On pense donc à des cyborgs ou à des hommes mutants. Mais vous parlez aussi du transhumain…
"Oui. Le transhumain, c’est l’être qui commence à être différent de l’humain, qui est en transition vers la posthumanité…"
Sommes-nous en ce moment des transhumains?
"Un peu. On a toutes sortes de prothèses (lunettes, stimulateur cardiaque, etc.). Nous ne sommes pas tous de purs Homo sapiens, mais il ne s’agit pas encore d’une transformation radicale comme le serait une modification génétique ou l’ajout d’une prothèse évoluée qui réagirait en fonction du système nerveux…"

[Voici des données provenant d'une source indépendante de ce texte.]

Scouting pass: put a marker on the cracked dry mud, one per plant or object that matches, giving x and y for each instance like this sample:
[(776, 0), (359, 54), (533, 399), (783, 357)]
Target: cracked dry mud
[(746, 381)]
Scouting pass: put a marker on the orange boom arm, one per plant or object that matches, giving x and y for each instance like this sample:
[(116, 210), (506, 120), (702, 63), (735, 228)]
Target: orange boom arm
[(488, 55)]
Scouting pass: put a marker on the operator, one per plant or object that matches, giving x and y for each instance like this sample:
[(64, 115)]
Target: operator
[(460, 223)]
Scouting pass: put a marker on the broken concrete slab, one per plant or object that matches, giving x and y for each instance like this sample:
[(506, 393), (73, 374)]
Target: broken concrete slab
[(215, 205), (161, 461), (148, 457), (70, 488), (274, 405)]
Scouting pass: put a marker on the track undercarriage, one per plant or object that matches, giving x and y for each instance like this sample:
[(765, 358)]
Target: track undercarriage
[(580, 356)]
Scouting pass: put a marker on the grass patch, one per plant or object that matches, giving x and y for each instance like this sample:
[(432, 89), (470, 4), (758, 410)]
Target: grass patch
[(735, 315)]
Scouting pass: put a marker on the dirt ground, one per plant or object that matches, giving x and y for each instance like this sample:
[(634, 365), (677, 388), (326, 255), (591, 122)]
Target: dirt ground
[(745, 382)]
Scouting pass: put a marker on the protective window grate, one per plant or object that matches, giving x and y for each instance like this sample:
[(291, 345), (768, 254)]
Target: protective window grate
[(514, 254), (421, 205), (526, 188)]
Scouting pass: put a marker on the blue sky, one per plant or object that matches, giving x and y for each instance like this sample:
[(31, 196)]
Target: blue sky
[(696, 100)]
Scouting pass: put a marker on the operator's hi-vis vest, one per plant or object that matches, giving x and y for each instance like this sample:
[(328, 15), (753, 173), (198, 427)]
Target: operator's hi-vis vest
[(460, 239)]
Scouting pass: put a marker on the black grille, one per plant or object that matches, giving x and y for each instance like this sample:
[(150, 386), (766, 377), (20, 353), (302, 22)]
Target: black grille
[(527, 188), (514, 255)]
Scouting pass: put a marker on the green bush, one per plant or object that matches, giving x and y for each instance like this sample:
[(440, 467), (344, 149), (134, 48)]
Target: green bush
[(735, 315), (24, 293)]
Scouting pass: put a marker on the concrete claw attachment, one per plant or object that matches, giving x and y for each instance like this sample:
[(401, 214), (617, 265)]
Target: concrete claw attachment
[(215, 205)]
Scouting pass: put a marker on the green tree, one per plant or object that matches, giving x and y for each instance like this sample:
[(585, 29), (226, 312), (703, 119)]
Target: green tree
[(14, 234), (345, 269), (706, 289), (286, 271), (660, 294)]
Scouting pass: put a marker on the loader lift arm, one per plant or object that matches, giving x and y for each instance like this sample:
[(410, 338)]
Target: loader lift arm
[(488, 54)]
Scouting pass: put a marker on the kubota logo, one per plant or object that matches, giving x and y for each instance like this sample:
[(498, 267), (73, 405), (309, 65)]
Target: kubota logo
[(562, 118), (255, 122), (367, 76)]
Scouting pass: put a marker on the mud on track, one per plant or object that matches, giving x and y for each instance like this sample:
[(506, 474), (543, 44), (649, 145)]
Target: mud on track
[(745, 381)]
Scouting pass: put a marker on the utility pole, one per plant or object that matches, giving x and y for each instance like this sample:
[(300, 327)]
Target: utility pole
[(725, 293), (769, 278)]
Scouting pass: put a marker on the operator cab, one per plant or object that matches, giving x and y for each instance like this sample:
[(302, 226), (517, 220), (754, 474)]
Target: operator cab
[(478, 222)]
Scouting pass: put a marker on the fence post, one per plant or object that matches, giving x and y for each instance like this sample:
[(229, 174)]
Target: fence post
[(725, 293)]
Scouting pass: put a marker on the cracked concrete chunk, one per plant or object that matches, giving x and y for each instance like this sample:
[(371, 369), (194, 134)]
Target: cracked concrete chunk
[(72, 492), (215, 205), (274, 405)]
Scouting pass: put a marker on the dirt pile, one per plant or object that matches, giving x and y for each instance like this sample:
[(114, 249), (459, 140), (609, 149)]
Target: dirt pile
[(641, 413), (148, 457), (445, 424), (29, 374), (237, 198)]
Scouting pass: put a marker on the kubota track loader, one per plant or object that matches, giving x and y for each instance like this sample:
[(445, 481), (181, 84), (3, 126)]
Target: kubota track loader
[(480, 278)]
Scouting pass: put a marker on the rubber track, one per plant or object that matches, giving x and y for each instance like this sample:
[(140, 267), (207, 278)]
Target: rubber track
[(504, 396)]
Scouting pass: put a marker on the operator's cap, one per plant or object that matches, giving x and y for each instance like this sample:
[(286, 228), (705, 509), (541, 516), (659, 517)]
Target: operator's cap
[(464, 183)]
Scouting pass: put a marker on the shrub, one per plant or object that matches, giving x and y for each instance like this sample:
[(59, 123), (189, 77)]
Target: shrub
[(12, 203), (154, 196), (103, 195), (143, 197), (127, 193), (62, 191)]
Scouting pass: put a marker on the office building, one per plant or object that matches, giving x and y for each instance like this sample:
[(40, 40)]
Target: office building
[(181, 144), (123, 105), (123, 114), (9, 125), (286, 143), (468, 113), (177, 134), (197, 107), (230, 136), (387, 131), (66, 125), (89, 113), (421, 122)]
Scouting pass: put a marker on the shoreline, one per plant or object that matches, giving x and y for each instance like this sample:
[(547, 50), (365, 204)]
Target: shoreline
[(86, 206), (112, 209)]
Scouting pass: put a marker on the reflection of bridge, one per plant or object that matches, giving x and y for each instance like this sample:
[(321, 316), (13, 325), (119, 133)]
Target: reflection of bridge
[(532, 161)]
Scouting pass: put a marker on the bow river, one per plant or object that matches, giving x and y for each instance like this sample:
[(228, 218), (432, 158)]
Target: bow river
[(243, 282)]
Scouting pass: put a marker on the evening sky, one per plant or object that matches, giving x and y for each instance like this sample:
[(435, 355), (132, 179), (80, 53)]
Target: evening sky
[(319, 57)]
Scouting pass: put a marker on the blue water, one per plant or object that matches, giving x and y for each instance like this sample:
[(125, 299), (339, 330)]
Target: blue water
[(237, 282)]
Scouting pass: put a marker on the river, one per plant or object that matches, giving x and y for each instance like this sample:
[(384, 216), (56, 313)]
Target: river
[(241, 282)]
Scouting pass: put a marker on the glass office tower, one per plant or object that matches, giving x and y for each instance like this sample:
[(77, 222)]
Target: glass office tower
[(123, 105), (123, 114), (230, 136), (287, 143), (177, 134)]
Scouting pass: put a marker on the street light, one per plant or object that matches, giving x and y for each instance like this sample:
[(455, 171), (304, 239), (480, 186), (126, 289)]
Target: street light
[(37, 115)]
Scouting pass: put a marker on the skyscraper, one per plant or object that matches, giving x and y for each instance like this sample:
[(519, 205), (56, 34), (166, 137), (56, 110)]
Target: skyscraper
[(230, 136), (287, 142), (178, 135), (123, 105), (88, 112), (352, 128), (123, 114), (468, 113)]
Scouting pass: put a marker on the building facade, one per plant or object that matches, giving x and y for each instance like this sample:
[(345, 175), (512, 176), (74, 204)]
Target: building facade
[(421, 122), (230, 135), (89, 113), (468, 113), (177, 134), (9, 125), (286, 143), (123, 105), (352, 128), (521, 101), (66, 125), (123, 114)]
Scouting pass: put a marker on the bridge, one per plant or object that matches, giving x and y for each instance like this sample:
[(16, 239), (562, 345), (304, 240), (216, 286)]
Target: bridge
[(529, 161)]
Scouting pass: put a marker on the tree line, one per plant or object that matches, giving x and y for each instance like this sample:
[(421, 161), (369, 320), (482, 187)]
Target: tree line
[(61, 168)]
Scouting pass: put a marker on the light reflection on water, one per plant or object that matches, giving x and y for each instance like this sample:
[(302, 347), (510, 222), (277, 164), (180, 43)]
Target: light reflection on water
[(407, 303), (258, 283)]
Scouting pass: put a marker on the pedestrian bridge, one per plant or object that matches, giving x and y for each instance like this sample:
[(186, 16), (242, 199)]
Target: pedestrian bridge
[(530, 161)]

…ou des puces informatiques greffées dans le cerveau.
"Des scientifiques disent qu’ils ont réussi, l’an dernier, à implanter une puce dans la tête d’un handicapé, ce qui lui a permis de déplacer une souris sur l’écran d’un ordinateur grâce à la force de sa pensée! Les scientifiques qui travaillent sur ce projet m’ont dit que ce n’était qu’un prélude à ce qui s’en vient, soit un vrai contact entre l’ordinateur et le cerveau."
Pourquoi écrire un livre sur la posthumanité?
"Je trouve la technologie séduisante, mais j’ai toujours été inquiet de ses effets sur l’humanité. Je me suis souvent demandé comment la technologie allait nous changer dans le futur. Elle nous a déjà passablement changés au cours du 20e siècle, faisant en sorte, par exemple, de quasiment doubler notre espérance de vie. Cela change complètement les rapports entre les générations… Après des lectures et plusieurs recherches sur l’apparition de ce nouvel homme, j’ai finalement eu l’idée d’aller rencontrer non pas ceux qui disent non à la posthumanité, mais ceux qui disent oui. Et j’ai découvert chez ces gens un argumentaire qui n’est pas sans lien avec une espèce de culture populaire qui est en train de s’installer."
Comme cette idée voulant que la technologie nous permette de réaliser tous nos rêves, même les plus fous?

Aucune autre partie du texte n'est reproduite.